CHAPITRE 7 VERSET 14

 

daivi hy esa guna-mayi
mama maya duratyaya
mam eva ye prapadyante
mayam etam taranti te

 

 

 

TRADUCTION

L'énergie que constituent les trois gunas, cette énergie divine, la Mienne, on ne peut, sans mal, la dépasser. Mais qui s'abandonne à Moi en franchit facilement les limites.

 

TENEUR ET PORTEE

Le Seigneur Suprême possède d'innombrables énergies, toutes divines et éternelles. Mais les êtres, les âmes distinctes, bien que participant de Ses énergies divines, voient leur pouvoir supérieur, lorsqu'ils entrent en contact avec l'énergie matérielle, se voiler. Et une fois recouvert par l'énergie matérielle, on ne peut jamais, par soi-même, en vaincre les influences. De nature divine, les énergies matérielles et spirituelles sont, nous l'avons vu, toutes deux éternelles; par suite, l'illusion des êtres conditionnés par la matière sera également éternelle: ces êtres sont donc appelés nitya-baddhas, "éternellement conditionnés". Nul ne peut retrouver l'origine de son conditionnement matériel; c'est d'ailleurs pourquoi il est si difficile d'échapper aux griffes de la matière. Il est vrai que l'énergie matérielle est inférieure, mais n'oublions pas qu'en dernière analyse, elle opère sous la direction du Seigneur, et qu'aucun être ne peut aller contre Sa volonté. Si l'on va jusqu'à définir comme divine l'énergie matérielle, c'est qu'elle, émane du Seigneur et n'agit que par Sa volonté divine. Ainsi, bien qu'elle soit inférieure, la puissance externe du Seigneur, parce qu'elle repose entièrement sur la volonté suprême, agit admirablement quant à la création et la destruction de la manifestation cosmique. Ce que corroborent les Vedas:

"Maya est certes temporaire et illusoire, mais le magicien qui Se tient derrière elle n'est nul autre que Mahesvara, le maître absolu, Dieu, la Personne Suprême."

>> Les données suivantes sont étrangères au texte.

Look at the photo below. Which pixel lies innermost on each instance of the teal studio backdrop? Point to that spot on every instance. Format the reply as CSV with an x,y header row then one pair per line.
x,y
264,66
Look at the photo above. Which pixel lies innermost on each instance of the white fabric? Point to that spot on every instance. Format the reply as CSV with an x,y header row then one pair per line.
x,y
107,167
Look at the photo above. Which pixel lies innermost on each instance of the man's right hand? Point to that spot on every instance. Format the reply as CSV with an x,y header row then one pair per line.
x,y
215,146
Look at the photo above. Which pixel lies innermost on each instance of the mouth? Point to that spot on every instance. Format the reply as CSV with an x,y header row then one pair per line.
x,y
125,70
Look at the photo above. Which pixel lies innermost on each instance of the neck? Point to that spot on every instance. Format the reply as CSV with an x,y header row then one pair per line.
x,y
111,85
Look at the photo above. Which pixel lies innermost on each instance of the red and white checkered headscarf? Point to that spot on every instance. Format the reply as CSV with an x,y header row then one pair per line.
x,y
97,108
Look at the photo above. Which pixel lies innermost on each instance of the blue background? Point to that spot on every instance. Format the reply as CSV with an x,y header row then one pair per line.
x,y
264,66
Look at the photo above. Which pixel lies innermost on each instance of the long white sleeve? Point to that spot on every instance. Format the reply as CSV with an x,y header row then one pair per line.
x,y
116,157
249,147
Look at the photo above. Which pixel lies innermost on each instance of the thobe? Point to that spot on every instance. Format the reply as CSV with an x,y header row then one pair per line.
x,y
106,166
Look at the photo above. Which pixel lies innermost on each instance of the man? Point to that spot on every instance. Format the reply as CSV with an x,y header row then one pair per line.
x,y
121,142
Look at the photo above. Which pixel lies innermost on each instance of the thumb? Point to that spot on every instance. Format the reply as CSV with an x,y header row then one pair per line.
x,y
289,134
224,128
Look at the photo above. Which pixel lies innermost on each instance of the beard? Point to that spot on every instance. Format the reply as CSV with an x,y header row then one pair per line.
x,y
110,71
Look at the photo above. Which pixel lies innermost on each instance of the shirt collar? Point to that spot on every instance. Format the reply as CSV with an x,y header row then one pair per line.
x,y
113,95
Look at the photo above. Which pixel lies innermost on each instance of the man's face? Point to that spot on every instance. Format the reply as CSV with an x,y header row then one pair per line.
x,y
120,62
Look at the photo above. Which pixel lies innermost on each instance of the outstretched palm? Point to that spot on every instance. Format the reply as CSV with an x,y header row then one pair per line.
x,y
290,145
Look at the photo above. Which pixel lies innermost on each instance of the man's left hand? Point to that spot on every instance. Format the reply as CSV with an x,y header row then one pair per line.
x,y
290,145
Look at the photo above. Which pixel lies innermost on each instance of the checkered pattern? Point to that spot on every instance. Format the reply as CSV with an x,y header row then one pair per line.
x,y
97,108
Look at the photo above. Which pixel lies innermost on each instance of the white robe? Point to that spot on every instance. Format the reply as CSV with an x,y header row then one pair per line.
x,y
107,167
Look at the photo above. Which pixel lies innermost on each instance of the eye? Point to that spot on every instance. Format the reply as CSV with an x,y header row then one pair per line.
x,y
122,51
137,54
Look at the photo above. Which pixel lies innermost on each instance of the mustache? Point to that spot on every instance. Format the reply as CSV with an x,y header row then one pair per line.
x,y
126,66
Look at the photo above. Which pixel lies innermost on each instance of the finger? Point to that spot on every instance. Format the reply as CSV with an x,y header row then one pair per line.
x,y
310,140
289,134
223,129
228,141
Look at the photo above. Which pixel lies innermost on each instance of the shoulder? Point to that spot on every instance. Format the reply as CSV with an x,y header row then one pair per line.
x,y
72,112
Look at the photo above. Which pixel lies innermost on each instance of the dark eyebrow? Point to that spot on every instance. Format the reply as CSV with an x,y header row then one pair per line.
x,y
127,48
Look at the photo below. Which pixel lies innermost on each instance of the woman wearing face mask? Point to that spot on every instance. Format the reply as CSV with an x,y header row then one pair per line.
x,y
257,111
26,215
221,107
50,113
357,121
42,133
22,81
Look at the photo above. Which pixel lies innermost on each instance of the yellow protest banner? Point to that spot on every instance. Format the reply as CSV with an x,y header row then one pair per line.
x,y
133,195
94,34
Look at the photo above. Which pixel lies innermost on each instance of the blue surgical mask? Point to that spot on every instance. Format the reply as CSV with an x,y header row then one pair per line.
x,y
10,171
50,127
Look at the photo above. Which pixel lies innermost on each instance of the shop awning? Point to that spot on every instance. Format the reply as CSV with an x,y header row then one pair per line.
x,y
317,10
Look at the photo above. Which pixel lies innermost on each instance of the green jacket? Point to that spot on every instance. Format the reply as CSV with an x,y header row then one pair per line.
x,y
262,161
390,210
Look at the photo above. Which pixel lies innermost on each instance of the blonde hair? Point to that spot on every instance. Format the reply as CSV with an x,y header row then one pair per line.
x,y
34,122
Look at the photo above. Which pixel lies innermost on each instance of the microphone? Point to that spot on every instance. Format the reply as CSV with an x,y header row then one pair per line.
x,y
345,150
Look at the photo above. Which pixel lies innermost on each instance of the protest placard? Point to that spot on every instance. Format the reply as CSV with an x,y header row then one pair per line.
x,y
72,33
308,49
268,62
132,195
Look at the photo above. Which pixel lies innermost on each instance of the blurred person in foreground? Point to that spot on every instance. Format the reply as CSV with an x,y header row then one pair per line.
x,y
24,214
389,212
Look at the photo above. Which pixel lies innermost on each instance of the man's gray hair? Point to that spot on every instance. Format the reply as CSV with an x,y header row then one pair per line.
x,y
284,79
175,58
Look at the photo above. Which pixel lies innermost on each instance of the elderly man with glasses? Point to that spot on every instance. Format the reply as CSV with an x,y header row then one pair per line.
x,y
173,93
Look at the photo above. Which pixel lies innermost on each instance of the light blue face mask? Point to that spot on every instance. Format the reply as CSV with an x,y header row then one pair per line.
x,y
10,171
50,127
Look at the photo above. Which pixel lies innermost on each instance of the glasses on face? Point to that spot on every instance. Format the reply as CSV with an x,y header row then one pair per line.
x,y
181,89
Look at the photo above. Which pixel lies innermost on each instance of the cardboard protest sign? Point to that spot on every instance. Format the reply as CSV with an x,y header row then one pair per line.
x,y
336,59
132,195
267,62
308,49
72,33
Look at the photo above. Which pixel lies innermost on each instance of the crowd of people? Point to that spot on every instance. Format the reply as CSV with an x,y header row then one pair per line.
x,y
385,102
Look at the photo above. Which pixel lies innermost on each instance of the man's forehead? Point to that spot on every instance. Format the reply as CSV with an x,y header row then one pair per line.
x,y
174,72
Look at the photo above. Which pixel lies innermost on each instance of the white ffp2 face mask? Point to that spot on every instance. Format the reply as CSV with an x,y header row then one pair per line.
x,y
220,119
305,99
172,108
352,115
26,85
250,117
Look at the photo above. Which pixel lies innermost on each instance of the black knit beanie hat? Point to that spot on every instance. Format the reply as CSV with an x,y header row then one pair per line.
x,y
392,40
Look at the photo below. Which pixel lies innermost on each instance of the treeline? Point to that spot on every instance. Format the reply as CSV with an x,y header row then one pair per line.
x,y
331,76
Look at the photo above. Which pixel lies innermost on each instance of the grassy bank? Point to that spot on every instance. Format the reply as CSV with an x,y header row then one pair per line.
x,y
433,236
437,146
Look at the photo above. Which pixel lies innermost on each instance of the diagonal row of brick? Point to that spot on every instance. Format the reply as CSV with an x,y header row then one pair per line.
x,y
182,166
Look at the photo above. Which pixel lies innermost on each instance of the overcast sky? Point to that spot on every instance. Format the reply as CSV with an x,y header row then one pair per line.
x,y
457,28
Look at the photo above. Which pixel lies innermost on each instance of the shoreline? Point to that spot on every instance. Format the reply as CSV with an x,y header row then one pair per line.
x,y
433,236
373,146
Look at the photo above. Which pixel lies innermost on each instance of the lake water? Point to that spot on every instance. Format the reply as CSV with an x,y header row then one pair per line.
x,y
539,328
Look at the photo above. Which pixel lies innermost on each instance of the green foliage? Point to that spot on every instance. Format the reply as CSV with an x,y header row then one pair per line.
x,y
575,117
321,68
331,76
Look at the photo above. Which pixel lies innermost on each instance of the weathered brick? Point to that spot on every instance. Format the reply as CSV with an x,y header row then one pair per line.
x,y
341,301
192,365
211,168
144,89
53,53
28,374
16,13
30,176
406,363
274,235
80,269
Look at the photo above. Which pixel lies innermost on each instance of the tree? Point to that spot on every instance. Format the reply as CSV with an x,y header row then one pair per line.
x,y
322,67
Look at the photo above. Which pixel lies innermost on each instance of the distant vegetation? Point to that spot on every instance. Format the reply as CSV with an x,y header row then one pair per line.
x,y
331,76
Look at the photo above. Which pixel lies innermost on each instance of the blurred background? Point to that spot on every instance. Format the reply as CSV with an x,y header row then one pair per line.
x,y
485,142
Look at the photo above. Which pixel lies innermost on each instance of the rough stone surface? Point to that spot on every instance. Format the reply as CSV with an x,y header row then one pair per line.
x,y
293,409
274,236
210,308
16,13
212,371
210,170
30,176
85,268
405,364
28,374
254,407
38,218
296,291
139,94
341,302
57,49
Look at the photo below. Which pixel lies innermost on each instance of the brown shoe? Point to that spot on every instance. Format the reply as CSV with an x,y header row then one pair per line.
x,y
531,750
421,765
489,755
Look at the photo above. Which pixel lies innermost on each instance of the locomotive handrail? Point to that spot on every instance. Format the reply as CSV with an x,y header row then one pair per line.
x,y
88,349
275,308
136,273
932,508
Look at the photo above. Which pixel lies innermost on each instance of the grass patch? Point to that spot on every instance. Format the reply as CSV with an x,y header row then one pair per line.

Le mot "guna", qui désigne les influences matérielles, signifie également "corde", illustrant comment l'âme conditionnée est prisonnière des liens de l'illusion. Pieds et poings liés, le prisonnier ne peut espérer se libérer par lui- même; et comme il n'a rien à attendre de ses compagnons de misère, il ne devra sa liberté qu'à un homme libre. De même, seuls Krsna et Son représentant authentique, l'acarya, peuvent affranchir l'âme conditionnée. Sans aide supérieure, nul ne pourra trancher les liens qui le retiennent à la matière. Mais pour obtenir un tel secours, il suffit de pratiquer le service de dévotion, d'adopter la conscience de Krsna. Krsna, maître de l'énergie illusoire, peut bien, par affection pour un être qui, est Son fils bien-aimé, par miséricorde infinie pour l'âme soumise, ordonner à cette force invincible de lâcher son étreinte et de rendre à l'âme sa liberté. C'est donc seulement par l'abandon devant les pieds pareils-au-lotus du Seigneur que l'on pourra échapper aux griffes puissantes de la nature matérielle.

Notons le mot mam, qui se réfère à Krsna (Visnu) et à Lui seul. Car Brahma et Siva, lesquels président respectivement au rajo-guna (la passion) et au tamo-guna (l'ignorance), n'ont pas, bien qu'ils soient presque au niveau de Visnu, le pouvoir d'arracher l'âme conditionnée des griffes de maya, car eux-mêmes subissent son influence; seul Krsna peut en libérer les êtres. Ce que corroborent les Vedas:

 

"Seul accède à la liberté qui connaît Krsna."

Et Siva lui-même affirme que la libération ne peut s'atteindre que par la grâce de Visnu:

"Visnu est Celui qui accorde la libération à tous les êtres; c'est là une certitude."